Critics argue that fees at such levels, which would far exceed the cost to the court system of processing the application for a grant of probate, effectively amounts to a an additional tax on death.
18 August 2015
Changes to European Union inheritance laws coming into force today may affect people in the UK who own property on the continent.
In the past, a number of continental European countries have had so-called 'forced heirship' laws under which property had to be left to certain family members on death. The new rules will allow individuals to choose to allow either the law of their nationality or their last habitual residence to determine what happens to their estate on death. Although the UK itself has opted out of the new regime, it is still possible that what happens to, say, a holiday home in France belonging to a UK national might now be governed by English law rather than French forced heirship rules. Similarly, a French person living in the UK might now be able to choose English law to apply to property which they own in France.
However, local inheritance taxes will still apply to property in the country where it is located, regardless of how it is passed on.
18 July 2015
The Government has announced that the introduction of the cap on care costs payable by individuals will be delayed until 2020.

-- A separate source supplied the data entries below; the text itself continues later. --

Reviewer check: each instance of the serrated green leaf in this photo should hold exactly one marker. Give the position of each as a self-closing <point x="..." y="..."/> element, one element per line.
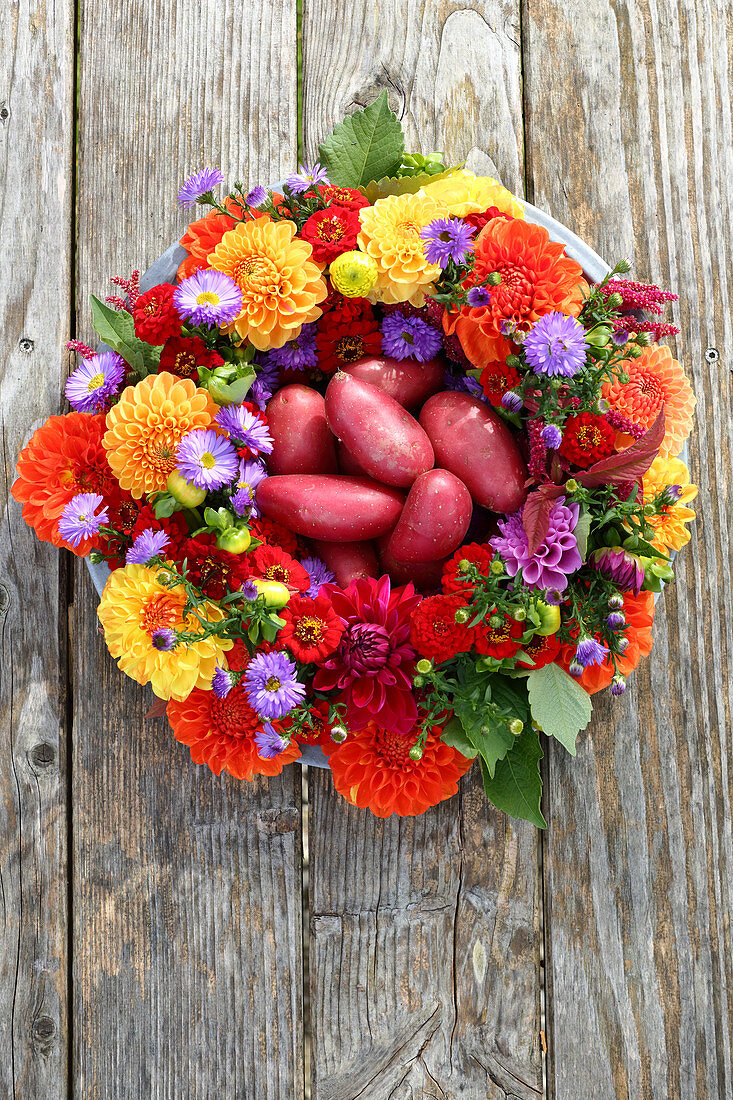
<point x="116" y="327"/>
<point x="559" y="705"/>
<point x="516" y="785"/>
<point x="367" y="145"/>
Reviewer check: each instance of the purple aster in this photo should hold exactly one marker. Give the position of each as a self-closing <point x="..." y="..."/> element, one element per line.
<point x="245" y="428"/>
<point x="206" y="459"/>
<point x="556" y="557"/>
<point x="208" y="297"/>
<point x="269" y="741"/>
<point x="551" y="436"/>
<point x="590" y="651"/>
<point x="306" y="178"/>
<point x="80" y="519"/>
<point x="272" y="688"/>
<point x="556" y="344"/>
<point x="256" y="197"/>
<point x="297" y="354"/>
<point x="250" y="475"/>
<point x="164" y="639"/>
<point x="146" y="546"/>
<point x="95" y="381"/>
<point x="198" y="185"/>
<point x="479" y="296"/>
<point x="447" y="239"/>
<point x="319" y="573"/>
<point x="409" y="338"/>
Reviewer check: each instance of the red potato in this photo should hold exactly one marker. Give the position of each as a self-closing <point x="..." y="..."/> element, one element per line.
<point x="408" y="382"/>
<point x="348" y="561"/>
<point x="302" y="440"/>
<point x="331" y="507"/>
<point x="381" y="436"/>
<point x="436" y="517"/>
<point x="477" y="446"/>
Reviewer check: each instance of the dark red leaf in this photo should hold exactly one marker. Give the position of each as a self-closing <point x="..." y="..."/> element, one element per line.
<point x="630" y="464"/>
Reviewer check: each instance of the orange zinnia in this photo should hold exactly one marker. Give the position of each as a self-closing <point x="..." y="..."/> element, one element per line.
<point x="145" y="427"/>
<point x="536" y="278"/>
<point x="63" y="458"/>
<point x="655" y="380"/>
<point x="372" y="769"/>
<point x="638" y="612"/>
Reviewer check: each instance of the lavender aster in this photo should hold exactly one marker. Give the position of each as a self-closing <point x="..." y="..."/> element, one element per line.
<point x="79" y="519"/>
<point x="409" y="338"/>
<point x="89" y="386"/>
<point x="208" y="297"/>
<point x="556" y="557"/>
<point x="447" y="239"/>
<point x="556" y="345"/>
<point x="197" y="186"/>
<point x="272" y="688"/>
<point x="146" y="546"/>
<point x="206" y="459"/>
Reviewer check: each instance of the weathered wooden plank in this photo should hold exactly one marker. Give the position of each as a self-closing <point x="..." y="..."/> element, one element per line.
<point x="628" y="136"/>
<point x="187" y="974"/>
<point x="425" y="945"/>
<point x="36" y="63"/>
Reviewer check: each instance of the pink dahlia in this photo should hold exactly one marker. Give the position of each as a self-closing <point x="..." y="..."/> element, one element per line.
<point x="374" y="663"/>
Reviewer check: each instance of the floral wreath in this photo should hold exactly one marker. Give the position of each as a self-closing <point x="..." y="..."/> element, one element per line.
<point x="379" y="472"/>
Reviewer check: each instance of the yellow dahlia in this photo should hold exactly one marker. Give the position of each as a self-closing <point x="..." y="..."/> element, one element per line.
<point x="391" y="235"/>
<point x="145" y="427"/>
<point x="139" y="615"/>
<point x="669" y="529"/>
<point x="655" y="380"/>
<point x="281" y="284"/>
<point x="463" y="194"/>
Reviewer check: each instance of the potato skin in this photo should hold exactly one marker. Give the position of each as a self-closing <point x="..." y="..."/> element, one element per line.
<point x="331" y="507"/>
<point x="303" y="442"/>
<point x="348" y="561"/>
<point x="406" y="381"/>
<point x="379" y="432"/>
<point x="436" y="517"/>
<point x="476" y="444"/>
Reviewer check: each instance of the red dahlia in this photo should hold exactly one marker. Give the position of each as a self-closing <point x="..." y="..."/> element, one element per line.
<point x="587" y="439"/>
<point x="155" y="315"/>
<point x="312" y="629"/>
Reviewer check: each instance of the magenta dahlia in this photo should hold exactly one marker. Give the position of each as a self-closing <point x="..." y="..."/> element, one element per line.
<point x="374" y="663"/>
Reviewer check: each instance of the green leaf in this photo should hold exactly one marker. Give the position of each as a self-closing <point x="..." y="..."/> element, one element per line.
<point x="516" y="787"/>
<point x="367" y="145"/>
<point x="559" y="705"/>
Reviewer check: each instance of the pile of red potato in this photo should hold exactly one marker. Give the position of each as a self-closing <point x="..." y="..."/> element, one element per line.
<point x="378" y="490"/>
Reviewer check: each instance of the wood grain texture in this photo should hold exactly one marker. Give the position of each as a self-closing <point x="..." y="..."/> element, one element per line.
<point x="187" y="965"/>
<point x="425" y="946"/>
<point x="36" y="59"/>
<point x="628" y="136"/>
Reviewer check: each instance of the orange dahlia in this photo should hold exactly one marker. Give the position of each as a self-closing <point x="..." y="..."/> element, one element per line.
<point x="638" y="612"/>
<point x="654" y="380"/>
<point x="536" y="278"/>
<point x="281" y="284"/>
<point x="141" y="617"/>
<point x="372" y="769"/>
<point x="391" y="235"/>
<point x="145" y="427"/>
<point x="63" y="458"/>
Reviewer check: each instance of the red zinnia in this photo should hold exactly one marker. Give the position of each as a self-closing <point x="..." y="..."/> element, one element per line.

Under the proposed cap, certain care costs were to have been limited to £72,000 for the over-65s and younger adults with disabilities with effect from April 2016,. The threshold at
which people in need of care ceased to be eligible for state help with care costs was also to have been raised substantially.
The decision was attributed to pressure from the Local Government Association, which represents many local authorities, which argued that their members cannot afford to make up the loss of the contribution currently paid by individuals under the present system.
13 April 2015
The Small Business, Enterprise and Employment Act has become law. Much of it will take effect through more detailed regulations to be introduced by government ministers. The Act covers a wide range of areas, some of which are particularly focused on small-businesses (such as access to finance and the administration of a company's records at Companies House). Others are relevant to businesses generally, such as the government's attempts to stop the abuse of zero-hours contracts, and further changes affecting Employment Tribunals.
9 March 2015
Users of the civil courts will from today have to pay much higher fees to file larger claims. All claims valued at more than £10,000 will carry a fee which could be as high as 5%, up to a maximum fee of £10,000.
The changes have been introduced on a short timetable amidst protests from members of the judiciary, legal practitioners and campaigners for access to justice.
The Ministry of Justice has sought to shift the cost of the court system towards users and away from general taxation. Opponents argue that access to justice is a public good, like education or health services, and so ought to be funded in a similar way.